Frank Kermode curiosamente diz que “a ética naturalista de Iago […] é uma versão corrompida de Montaigne”, juízo que Ben Johnson poderia ter acolhido com satisfação, mas que acho estranho a Shakespeare. A versão de Iago não é naturalista, mas sim, em toda a literatura, a versão mais violenta de um ideólogo da falácia redutiva, que pode ser definida como a crença de que aquilo que é mais real sobre nós é a pior coisa que possivelmente pode ser verdadeira a nosso respeito. “Diga-me como ele, ou ela, realmente é”, insiste o reducionista, quando quer dizer: “Diga-me a pior coisa que puder”. Provavelmente, o reducionista não suporta ser enganado, e, assim, torna-se um profissional da impostura.
Iago é o porta-estandarte de Otelo, um oficial graduado, experiente e corajoso no campo de batalha, como temos toda razão para supor. “Não sou o que sou” é o seu motto desalentador, inesgotável à meditação, que apenas superficialmente traz ecos do “Eu sou o que sou” de são Paulo. “Eu sou aquele que sou” é o nome de Deus em resposta à indagação de Moisés, e reverbera obscura e antiteticamente em “não sou o que sou”. Deus estará onde e quando estiver, presente ou ausente conforme Sua escolha.
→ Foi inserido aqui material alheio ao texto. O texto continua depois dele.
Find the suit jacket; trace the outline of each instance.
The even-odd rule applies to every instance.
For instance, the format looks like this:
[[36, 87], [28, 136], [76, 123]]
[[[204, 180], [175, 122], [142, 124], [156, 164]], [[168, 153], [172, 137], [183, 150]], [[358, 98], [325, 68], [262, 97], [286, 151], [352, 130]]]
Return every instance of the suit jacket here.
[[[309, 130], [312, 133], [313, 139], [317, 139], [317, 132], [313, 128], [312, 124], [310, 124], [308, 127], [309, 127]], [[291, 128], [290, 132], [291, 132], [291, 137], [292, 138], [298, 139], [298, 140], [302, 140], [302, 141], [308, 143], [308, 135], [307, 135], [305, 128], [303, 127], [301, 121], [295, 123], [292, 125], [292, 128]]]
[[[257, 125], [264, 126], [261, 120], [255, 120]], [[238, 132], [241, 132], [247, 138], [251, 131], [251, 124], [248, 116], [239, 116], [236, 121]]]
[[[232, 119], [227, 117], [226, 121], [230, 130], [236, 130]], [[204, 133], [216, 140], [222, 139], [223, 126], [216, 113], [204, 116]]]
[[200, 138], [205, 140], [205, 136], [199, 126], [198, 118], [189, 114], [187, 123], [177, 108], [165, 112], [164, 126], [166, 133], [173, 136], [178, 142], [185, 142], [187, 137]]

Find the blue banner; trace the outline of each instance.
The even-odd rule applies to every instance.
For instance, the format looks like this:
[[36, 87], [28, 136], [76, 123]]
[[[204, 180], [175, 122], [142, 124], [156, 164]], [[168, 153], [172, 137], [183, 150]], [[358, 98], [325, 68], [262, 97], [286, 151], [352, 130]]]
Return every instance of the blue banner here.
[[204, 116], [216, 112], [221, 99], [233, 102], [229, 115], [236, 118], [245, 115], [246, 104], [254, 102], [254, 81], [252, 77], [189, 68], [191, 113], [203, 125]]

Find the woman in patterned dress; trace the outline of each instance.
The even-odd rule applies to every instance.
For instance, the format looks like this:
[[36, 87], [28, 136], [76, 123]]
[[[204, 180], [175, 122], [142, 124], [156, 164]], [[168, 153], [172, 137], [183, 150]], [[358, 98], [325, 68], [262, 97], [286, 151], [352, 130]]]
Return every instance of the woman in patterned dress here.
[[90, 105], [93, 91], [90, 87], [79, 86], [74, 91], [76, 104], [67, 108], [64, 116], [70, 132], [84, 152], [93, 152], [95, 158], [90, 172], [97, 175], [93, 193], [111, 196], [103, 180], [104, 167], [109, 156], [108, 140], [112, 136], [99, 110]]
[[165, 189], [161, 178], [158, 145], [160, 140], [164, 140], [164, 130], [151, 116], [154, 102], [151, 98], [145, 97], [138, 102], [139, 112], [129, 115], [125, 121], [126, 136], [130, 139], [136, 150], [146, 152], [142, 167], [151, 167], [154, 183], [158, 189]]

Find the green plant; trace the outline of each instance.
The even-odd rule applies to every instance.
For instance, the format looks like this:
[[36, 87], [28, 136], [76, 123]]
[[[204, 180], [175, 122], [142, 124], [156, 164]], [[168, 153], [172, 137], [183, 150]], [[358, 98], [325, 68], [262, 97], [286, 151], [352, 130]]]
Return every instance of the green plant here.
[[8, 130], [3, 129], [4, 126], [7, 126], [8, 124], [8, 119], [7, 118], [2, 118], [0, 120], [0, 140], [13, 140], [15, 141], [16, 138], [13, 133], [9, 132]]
Iago é o espírito que não estará, o espírito da ausência, negatividade pura. Desde o começo sabemos, portanto, por que Iago odeia Otelo, que é a presença mais marcante, o ser mais pleno no mundo de Iago, sobretudo na batalha. A raiva se faz de empírica, mas é ontológica e, por conseguinte, insaciável. Se o eros platônico é o desejo do que não se obteve, então a raiva de Iago é o impulso de destruir o que não se obteve. Estremecemos quando Otelo enfurecido jura morte a Desdêmona, um “adorável demônio”, e promove Iago a seu tenente, pois Iago soberbamente responde “Sou teu para sempre”, e quer dizer o contrário: “Agora, também tu és uma ausência”.
BLOOM, Harold. Abaixo as verdades sagradas. Trad. de Alípio Correa de Franca Neto e Heitor Ferreira da Costa. São Paulo: Companhia de Bolso, 2012.